El manto de Nuestra Señora de la Cabeza

Era una calurosa tarde, a las puertas de la estación estival, Junio del año 2004, en mis visitas a la Reina de los Cielos en su sagrado templo de Sierra Morena. Era de esos días en los que visitar a la Virgen Morenita te alimenta el alma de vida, por estar en soledad y entablar un diálogo interior sin que nadie ni nada pueda arrebatarte el momento. Me gustan esos días de entre semana, en los que la afluencia de peregrinos es menor, por atender sus labores cotidianas y rutinarias. Pero visitar el Cerro de la Cabeza es apartar el peso de lo común, de lo ordinario... para entrar en la linea que separa lo mundanal de lo divino.

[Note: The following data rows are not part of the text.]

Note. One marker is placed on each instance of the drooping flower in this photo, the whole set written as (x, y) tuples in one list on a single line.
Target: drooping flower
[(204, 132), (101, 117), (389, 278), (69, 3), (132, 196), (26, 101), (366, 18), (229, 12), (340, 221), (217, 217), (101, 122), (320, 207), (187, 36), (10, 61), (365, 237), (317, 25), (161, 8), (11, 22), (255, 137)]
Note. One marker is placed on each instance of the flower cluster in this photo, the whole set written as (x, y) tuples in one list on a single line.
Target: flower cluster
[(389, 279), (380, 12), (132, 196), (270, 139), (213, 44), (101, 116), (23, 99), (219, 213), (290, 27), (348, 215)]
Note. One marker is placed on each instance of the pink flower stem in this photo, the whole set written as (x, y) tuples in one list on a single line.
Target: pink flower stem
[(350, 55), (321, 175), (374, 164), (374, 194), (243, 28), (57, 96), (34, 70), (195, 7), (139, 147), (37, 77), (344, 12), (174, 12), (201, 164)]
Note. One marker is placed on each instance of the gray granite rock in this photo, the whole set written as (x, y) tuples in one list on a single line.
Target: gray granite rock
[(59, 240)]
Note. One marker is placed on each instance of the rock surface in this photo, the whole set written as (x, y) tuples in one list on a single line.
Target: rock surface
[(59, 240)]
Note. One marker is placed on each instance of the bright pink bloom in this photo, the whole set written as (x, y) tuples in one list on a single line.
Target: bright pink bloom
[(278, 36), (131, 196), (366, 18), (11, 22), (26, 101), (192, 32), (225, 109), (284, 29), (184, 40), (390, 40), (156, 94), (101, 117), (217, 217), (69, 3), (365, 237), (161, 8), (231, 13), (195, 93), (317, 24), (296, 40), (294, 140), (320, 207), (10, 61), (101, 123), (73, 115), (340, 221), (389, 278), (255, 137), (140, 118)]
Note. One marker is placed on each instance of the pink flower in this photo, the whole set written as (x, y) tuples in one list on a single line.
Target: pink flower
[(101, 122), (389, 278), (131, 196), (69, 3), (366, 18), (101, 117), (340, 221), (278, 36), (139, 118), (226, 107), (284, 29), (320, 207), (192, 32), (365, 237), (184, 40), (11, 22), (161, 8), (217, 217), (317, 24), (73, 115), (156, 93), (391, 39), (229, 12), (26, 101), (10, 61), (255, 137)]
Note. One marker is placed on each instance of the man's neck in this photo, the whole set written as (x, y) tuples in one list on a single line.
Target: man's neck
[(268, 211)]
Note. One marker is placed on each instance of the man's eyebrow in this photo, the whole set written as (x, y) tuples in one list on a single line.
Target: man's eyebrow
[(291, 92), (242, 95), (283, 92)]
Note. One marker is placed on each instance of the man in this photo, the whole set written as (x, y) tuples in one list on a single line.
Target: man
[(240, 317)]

Y allí estaba Ella, majestuosa como siempre, con una silenciosa paz, solo rota por el canto de las golondrinas, que en las hoquedades de las paredes del patio de la Aparición, construían sus confortables y rústicos nidos de barro.

Durante un largo rato, estuve contemplando a la Morenita, y con curiosidad, observé el manto que cubría la Sagrada Imagen, no por su color, que era de un vistoso verde terciopelo bordado en oro, sino por lo corto que le quedaba, más de lo habitual. Quizás el manto más corto que le he podido ver a la Virgen de la Cabeza. La terna: manto, saya y mantolín, eran del mismo corte. Siempre me gusta ver a la Morenita vestida de verde, es un color muy simbólico. Ahora comparto con vosotros este recuerdo, y estas fotografías para revivir ese momento.